If the current window has no remaining request quota, without closing the connection to the client, the Spike Control policy allows requests to be queued for processing later. For your policy to queue the requests, you must configure the policy parameters, as shown in the following example:
-
Time Period
: 1 second -
Number of Reqs
: 2 -
Delay Time in Milliseconds
: 499 milliseconds -
Delay Attempts
: 1 -
Queuing Limit
: 5
Queuing a request requires retaining a thread and an HTTP connection. When you specify a Queuing Limit
for the policy, the parameter protects the gateway from running out of resources and ensures that the API does not fail in case of an attack.
Request Timelines
The following diagram illustrates the lifespan of each request accepted by the algorithm, using the configuration defined in the previous section:
-
The first two requests are accepted and the available quota is now 0.
The quota increases to 1 after one second (the
window size
value) passes from request #1. -
Request #3 arrives.
Because no quota is available, the request is queued for 499 milliseconds.
-
Request #4 arrives.
Because there still is no quota available, the request is queued for 499 milliseconds.
-
Shortly before request #3 is retried, request #1 ages a second and its quota is released because it falls out of the window.
-
Quota is now 1, and request #3 is reprocessed successfully.
Quota returns to 0 until request #2 ages 1 second.
-
Request #4 delay concludes and it must be reprocessed.
Request #4 is rejected. Requests #2 and #3 have not aged a second yet and there is no quota available. Request #4 have no more delays.
-
Request #5 arrives.
Because request #2 has already aged more than a second, the request is accepted.
This example illustrates request delays and how queuing regulates spikes in traffic. In high-contention scenarios, the backend continues to function properly (it serves no more than X requests in the last Y milliseconds).
Users querying the API might still see their requests being served, but with higher latency. The exact configuration for the policy depends exclusively on your API and its throughput.
FAQ
When does the sliding window start?
The window starts with the first request after the policy is successfully applied.
What type of window does the algorithm use?
The algorithm uses a sliding window that monitors transactions for the amount of time that you configure in the policy.
What happens when the quota is exhausted?
When the request quota is exhausted, the Spike Control policy queues the request and retries as configured. The request is rejected if no quota is remaining after several retries. Quota for other requests is available only after the first request exceeds the time limit configured in the policy; in this way, requests are processed in cycles.
Can I configure multiple windows?
No. The Spike Control policy ensures that the backend server does not serve more requests than it can handle.
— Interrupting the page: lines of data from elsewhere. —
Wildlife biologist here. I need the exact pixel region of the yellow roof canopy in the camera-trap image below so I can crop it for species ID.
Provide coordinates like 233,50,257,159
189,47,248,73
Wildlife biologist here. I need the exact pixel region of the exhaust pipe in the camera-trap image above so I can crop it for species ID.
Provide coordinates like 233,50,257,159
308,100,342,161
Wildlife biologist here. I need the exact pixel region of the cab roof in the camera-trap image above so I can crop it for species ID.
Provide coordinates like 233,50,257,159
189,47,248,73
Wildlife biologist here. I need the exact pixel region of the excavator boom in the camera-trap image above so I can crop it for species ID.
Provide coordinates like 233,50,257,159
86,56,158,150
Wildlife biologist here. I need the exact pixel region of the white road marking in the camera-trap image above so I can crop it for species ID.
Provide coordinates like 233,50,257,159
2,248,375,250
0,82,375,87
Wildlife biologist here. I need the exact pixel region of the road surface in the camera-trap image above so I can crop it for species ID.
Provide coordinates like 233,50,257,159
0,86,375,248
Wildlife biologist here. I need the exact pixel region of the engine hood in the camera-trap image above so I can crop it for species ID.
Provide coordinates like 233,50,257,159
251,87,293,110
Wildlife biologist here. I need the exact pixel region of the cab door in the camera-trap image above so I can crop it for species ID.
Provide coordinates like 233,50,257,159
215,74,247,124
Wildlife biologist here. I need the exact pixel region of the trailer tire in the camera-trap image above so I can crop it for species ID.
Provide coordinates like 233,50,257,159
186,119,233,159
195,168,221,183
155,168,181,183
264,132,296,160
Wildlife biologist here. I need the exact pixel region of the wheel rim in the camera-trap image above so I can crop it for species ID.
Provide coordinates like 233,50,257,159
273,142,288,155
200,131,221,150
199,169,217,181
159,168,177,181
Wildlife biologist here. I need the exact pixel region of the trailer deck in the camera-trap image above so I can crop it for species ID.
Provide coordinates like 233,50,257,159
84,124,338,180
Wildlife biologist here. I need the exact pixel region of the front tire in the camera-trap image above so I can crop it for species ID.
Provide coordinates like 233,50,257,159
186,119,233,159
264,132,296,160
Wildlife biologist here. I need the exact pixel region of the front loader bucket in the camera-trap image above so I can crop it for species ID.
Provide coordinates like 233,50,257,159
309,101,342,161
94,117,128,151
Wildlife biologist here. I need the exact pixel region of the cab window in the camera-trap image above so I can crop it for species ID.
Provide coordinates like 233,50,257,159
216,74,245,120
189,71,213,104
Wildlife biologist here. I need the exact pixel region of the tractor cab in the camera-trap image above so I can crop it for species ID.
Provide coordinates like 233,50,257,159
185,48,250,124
If you need accountability, use either Rate-Limiting SLA or Rate Limit policies instead.
What does each response header mean?
Each response header has information about the current state of the request:
-
X-Ratelimit-Remaining: The amount of quota currently available
-
X-Ratelimit-Limit: The maximum available requests per window
-
X-Ratelimit-Reset: The remaining time, in milliseconds, until the oldest request ages enough to fall outside of the sliding window.
If quota is still available, the header is set to 0 (zero) because the algorithm can still serve new requests.
By default, the X-RateLimit headers are disabled in the response. You can enable these headers by selecting Expose Headers when you configure the policy.
When should I use Rate Limiting instead of Rate Limiting SLA or Spike Control?
Use Rate Limiting and Rate-Limiting SLA policies for accountability and to enforce a hard limit to a group (using the identifier in Rate Limiting) or to a client application (using Rate Limiting-SLA). If you want to protect your backend, use the Spike Control policy instead.